僕は、魔神の十三番目の末っ子として生まれた。
正直言えば、僕の『魔力』は十三人の中では最弱。寧ろ、『魔界』全体でも真ん中辺りかな?
まあそこで、『魔神の子らしく』あれとか何とか·····そんな事言われて育ったけど、僕はきっと、その『魔神の子らしく』はなかったと思う。
いつも兄弟達にも、『出来損ない』って言われ、虐められて馬鹿にされてたし。
けど、それを悲観した事は一度もない。
僕は、あんな風にはなりたくなかったし。
そりゃ、最初は認めてもらいたくって、好いてもらいたくって、それなりには頑張っていたと思う。
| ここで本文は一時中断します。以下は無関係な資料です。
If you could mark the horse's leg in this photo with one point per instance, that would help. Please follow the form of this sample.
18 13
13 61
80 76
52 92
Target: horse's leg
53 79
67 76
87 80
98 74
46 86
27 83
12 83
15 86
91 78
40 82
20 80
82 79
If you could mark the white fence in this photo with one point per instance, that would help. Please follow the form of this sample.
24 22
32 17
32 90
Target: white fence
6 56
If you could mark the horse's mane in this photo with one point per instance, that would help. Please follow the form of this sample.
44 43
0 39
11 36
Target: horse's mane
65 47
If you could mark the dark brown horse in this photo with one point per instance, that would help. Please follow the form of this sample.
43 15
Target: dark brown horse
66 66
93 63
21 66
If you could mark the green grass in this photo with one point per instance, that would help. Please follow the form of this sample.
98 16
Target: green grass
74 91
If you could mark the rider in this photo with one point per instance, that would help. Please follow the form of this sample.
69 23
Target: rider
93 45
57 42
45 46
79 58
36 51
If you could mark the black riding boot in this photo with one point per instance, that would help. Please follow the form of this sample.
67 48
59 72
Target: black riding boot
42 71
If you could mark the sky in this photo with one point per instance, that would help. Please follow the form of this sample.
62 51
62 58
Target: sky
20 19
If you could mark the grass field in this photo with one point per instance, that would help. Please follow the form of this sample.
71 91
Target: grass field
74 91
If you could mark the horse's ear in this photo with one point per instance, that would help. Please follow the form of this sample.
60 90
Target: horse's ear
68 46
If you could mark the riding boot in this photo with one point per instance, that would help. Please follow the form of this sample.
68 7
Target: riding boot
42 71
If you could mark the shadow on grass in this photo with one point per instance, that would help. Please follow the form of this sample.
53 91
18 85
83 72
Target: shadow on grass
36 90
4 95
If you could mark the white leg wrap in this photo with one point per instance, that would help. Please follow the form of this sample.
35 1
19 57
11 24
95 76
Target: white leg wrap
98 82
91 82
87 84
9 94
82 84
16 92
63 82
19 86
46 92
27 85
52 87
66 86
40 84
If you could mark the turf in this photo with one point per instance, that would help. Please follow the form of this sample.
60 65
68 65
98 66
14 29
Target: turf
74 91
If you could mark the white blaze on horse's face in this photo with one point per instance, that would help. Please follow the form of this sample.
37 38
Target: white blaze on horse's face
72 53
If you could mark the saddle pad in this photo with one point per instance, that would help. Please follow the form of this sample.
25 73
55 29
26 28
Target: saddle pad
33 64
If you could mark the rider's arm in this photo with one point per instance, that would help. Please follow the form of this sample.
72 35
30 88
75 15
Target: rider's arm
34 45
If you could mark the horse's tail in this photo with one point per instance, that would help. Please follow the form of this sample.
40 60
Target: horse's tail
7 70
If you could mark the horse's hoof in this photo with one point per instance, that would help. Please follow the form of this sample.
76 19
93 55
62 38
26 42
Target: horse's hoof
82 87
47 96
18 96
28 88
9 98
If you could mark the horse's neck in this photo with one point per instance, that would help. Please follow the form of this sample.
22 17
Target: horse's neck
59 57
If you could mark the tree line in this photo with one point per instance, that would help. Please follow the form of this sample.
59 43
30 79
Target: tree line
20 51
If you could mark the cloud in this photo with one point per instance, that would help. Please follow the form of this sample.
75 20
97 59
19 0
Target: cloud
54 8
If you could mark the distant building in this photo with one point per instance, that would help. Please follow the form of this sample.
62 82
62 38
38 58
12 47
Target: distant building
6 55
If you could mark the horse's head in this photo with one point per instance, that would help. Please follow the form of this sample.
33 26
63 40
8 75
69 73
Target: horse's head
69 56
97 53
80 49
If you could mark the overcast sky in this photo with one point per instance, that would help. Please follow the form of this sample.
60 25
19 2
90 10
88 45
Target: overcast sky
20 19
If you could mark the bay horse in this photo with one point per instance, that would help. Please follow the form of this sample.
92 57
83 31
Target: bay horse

だけど、僕には無理だった。兄弟達のようには出来なかった。
僕の“能力”は、兄弟達曰く『貧弱能力』らしいから。
でも、この“能力”は僕の誇り。
“能力”の覚醒は、その人の『気性』や『心根』などで決まる。簡単に言えば、『性格』に依存される。
本来弱者は魔界では生きられない。
最悪、実の親に食われるか殺される。
そんな僕が、何だかんだと言われながらも今まで生かされていたのは、ある事がきっかけだったからだろう。
そのある事のお陰で、あの男は一応僕にもそれなりに期待はしてたんだと思う。·····嬉しくないけど。
まあそんな訳で、僕は兄弟達同様に、何処か知らない世界に転生させられ、今に至ると言う訳。
そして、僕は、今現在進行形で、絶体絶命のピンチに陥っていた。
僕が転生させられ、放置されたのは·····何と、鬱蒼と生い茂る森の中。
えー?って思ったよ。僕今、赤子の姿なんだけど?何?赤子だろうと魔神の子なら生き延びて見せよって?相変わらずの鬼畜っぷり。流石魔神。略してサスマジ(わらえねぇー)。
どうすりゃいいんですかね?僕今動けませんし。
そんな事をつらつら考えていれば、叢が突如ガサリと蠢いた。
僕はビクッとして、そちらをじっと見詰める。
すると、そこから出てきたのは──大きな狼。
晴天の空のように澄んだ青い瞳。陽光にキラキラ反射して輝く金色の毛。そして何よりも、凛として堂々とした佇まい。
そのあまりの美しさに、僕は一時自分の現状を忘れ、見蕩れた。
その後すぐに思った事は、(あれ?僕食われる?まあ彼みたいな子に食べられるなら本望か)だった。
僕の心は凪いでいた。
もうずっと、“意識的”にそうしてきたら、自分でもどうかってくらい、ちょっとやそっとじゃ動じなくなってしまった。
別に気にしないけど。
痛いのは嫌だけど、こんな僕にだって矜恃くらいはある。死ぬ間際まで、出来れば醜態は晒したくはない。
だから、こう言った場面では有難いとすら思っている。
しかし、僕の考えに反して、目の前の狼は僕を襲っては来なかった。
その澄んだ青い瞳を覗けば、まるで僕を観察するようにじっと眺め、そこには知性が感じ取れた。
あれ?これはもしかして·····僕の“能力”が早速役に立つかな?
駄目元で試してみるか。
そう思い立った僕は、その狼に向かって語りかけたのだった。